Bill Bland

from Wikipedia, the free encyclopedia

Bill Bland (born April 28, 1916 in Ashton-under-Lyne in Lancashire , † March 13, 2001 ) was a British Marxist-Leninist and optician , who was considered a worldwide leader of a communist current, which is in the clashes of different currents within the communist movement in the late 1960s appealed to the Albanian party leader Enver Hoxha . Before he became the leader of this little "anti-revisionist" current, Bland was a member of the Communist Parties of New Zealand and Britain . In 1965 he was a co-founder of the later Communist League of Great Britain .

Bland claimed that in the Soviet Union was after the death of Josef Stalin a form of capitalism has been restored (with pseudo-communist masking), what he in his extensive work The restoration of capitalism in the Soviet Union tried to describe in detail; He saw Mao Zedong as a “left deviator”, while he described Hoxha as a true Marxist-Leninist in the tradition of Karl Marx , Friedrich Engels , Vladimir Ilyich Lenin and Stalin.
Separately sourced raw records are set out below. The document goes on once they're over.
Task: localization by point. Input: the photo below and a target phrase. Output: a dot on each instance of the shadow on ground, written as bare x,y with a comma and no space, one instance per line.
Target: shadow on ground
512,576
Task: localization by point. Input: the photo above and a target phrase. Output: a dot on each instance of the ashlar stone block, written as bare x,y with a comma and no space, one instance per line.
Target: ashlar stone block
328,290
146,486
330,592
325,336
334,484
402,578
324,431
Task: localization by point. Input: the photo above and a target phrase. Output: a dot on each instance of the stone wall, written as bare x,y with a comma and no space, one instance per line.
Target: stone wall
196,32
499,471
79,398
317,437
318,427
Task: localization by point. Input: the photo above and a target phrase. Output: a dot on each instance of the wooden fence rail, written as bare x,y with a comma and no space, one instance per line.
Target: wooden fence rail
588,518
Bland's position on the Soviet Union ( restoration of capitalism ) was predominant in the neo-Stalinist K groups in Europe; the one about Mao was problematic in the 60s, as Hoxha was still supporting Mao at the time. He was finally strengthened in his position on the People's Republic of China by the Sino- Albanian break in 1978.
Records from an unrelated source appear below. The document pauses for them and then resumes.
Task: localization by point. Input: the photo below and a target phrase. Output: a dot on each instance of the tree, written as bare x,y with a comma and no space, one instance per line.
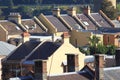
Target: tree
93,43
94,40
101,49
108,9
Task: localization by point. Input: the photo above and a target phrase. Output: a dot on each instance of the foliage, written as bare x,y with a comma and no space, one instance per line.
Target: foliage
84,51
94,40
108,9
101,49
111,49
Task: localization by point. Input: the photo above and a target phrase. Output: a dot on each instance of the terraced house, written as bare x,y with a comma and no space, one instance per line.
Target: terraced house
80,26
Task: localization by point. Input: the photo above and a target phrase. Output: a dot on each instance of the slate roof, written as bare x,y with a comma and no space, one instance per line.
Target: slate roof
85,74
6,48
100,20
34,50
71,21
44,51
10,27
57,23
109,30
31,26
117,23
85,20
22,51
112,73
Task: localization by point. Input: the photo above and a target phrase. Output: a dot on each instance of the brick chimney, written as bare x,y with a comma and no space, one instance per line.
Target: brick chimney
65,37
86,10
117,57
71,11
99,65
56,12
25,37
40,69
15,17
72,62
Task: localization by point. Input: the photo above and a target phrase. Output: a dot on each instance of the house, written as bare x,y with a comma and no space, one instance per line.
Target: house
99,73
12,28
5,50
80,26
54,57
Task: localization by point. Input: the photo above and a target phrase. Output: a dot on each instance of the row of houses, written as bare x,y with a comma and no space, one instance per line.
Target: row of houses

He was one of the founders of the Albania Society and became its managing director three years after it was founded, a post he held there for almost thirty years until the fall of the communist regime in the early 1990s. He was editor of the journal of the Albania Society , "Albanian Life" . Bland was also one of the founding members of the Stalin Society in Great Britain.